The Relevance of Executive MBA Programs
Student Expectations and Satisfaction
Investment in executive education has grown steadily since its inception during the last century. Several studies have attempted to measure the effectiveness of executive programs; prior research has indicated that some programs lack relevance.
This study addressed the topic from the perspective of corporations, whose future executive education decisions are affected by the relevance of current programs, and program alumni.
In a partial replication of a 1959 Harvard study, which queried graduates of 39 residential programs, I surveyed the 1993-1995 executive MBA graduates of four schools: UCLA, University of Colorado, University of Utah, and University of Washington. The main research question was: Are executive education programs meeting the needs of their mid-career students ?
In addition to the above, the changing workplace prompted the following queries:
- Is there a difference between the satisfaction of the students with the programs in 1959 and now?
- Are the programs affected by lack of security in the workplace.

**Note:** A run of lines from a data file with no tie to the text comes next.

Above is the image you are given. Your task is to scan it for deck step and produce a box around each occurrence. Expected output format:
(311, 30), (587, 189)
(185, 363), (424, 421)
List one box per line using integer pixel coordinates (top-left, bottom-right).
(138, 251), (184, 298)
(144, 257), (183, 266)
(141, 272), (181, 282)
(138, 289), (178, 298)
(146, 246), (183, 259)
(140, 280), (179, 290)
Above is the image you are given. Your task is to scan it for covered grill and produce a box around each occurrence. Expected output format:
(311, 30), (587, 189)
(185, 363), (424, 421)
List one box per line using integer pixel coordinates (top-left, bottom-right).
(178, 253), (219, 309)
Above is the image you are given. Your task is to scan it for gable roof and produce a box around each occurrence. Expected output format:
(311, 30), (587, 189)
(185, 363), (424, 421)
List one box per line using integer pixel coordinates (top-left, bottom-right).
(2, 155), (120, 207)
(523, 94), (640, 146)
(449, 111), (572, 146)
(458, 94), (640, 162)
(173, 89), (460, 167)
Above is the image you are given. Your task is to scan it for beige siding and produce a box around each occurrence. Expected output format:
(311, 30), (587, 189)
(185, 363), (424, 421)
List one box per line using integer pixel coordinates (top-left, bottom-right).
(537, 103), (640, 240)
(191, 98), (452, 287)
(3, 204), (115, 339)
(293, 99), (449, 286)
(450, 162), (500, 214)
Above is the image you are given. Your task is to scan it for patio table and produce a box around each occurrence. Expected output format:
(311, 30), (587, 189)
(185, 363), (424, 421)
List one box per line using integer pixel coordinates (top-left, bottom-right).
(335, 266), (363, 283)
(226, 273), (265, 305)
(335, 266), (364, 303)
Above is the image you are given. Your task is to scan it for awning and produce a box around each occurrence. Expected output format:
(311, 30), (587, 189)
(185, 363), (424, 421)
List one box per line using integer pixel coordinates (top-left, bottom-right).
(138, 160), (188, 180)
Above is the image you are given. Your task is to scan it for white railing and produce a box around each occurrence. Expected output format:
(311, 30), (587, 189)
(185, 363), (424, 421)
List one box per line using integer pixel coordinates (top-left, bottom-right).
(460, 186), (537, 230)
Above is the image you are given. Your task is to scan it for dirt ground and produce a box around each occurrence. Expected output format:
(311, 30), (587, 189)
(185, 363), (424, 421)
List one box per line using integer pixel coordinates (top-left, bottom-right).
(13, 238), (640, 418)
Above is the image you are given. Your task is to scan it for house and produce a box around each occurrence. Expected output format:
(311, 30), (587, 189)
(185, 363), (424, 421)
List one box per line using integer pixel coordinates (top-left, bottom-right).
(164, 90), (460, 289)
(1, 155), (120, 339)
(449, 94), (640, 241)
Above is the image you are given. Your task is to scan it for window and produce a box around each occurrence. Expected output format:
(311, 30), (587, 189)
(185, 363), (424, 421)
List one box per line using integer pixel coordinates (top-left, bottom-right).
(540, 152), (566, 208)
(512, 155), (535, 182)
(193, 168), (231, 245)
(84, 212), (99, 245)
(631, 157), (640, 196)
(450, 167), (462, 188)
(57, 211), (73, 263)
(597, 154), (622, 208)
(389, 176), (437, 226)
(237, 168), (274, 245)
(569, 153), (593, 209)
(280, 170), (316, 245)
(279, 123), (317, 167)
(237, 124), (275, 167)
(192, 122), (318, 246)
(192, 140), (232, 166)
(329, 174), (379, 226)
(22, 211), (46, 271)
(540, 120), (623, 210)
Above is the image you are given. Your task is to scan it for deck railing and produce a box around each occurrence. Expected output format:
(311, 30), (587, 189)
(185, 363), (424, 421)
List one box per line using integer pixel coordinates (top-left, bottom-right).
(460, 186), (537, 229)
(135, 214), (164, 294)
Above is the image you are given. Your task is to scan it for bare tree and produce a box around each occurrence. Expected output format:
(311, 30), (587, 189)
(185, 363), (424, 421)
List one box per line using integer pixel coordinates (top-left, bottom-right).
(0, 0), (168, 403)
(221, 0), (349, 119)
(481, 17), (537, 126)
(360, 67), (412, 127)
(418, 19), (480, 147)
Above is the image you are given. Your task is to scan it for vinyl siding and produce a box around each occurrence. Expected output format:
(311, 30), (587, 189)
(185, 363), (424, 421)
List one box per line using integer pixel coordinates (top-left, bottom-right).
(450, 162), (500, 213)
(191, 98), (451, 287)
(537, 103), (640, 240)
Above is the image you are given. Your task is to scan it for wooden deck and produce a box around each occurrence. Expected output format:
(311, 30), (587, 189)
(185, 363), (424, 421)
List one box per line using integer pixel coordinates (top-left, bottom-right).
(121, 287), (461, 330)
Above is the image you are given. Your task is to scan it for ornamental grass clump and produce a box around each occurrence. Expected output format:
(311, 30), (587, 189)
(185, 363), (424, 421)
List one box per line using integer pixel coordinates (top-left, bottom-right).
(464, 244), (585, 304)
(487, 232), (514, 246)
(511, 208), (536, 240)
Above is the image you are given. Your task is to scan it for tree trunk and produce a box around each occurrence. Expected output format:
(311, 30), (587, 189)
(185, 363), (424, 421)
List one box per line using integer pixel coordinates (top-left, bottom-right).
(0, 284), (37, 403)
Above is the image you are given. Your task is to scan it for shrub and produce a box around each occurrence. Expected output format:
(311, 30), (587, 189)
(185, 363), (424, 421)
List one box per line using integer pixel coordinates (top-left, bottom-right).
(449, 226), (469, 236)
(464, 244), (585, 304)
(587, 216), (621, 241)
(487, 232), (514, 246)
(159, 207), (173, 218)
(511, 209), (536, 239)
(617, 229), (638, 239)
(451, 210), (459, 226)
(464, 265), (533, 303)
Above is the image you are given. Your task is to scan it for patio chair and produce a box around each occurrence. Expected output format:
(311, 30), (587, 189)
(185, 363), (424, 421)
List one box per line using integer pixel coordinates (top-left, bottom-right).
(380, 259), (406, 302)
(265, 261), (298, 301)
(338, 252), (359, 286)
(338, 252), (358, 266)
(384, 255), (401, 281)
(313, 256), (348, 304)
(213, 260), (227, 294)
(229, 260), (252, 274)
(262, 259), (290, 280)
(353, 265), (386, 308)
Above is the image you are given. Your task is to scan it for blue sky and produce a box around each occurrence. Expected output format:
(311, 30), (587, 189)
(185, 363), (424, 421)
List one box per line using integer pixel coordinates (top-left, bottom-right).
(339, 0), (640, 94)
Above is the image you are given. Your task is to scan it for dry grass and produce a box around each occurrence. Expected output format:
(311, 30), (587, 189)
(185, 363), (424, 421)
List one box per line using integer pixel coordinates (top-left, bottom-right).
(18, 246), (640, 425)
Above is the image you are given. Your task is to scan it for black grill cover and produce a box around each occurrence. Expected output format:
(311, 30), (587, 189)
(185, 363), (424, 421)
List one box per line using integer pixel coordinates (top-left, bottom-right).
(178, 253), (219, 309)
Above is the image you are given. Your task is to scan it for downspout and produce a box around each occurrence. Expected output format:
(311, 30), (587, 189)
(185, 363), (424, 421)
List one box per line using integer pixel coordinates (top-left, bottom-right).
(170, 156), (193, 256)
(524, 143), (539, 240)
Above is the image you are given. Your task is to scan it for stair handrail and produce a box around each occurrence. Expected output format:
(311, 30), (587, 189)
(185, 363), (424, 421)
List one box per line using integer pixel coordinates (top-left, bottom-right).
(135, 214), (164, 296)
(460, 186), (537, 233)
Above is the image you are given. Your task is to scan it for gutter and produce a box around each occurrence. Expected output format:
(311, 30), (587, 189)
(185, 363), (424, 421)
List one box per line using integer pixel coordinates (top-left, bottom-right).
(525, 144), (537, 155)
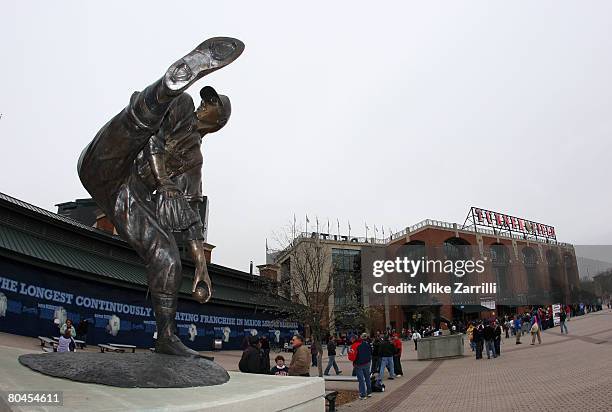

Are people using the EMBA to change employers?
- Do sponsoring companies use the skills learned?
- Do women have a problem with the 'glass ceiling'?
In addition to collecting the surveys, I interviewed the four program directors, 10 corporate executives whose responsibilities include executive education, and 24 of the 157 alumni who returned the questionnaire.
Frequency distribution, correlation analysis, and stepwise multiple regression were used to analyze the survey data.The major findings were:
- EMBA students today are satisfied with the relevance of their education;
- Students are dissatisfied with schools that employ professors with outdated or inadequate teaching skills;
- Instability in today's workplace is prompting some people to change jobs or go into their own business once their EMBA is completed;
- Corporations will continue to invest in these programs, but there is more specific succession planning in conjunction with the career path expected for the employee;
- There continues to be little ethnic diversity in the programs.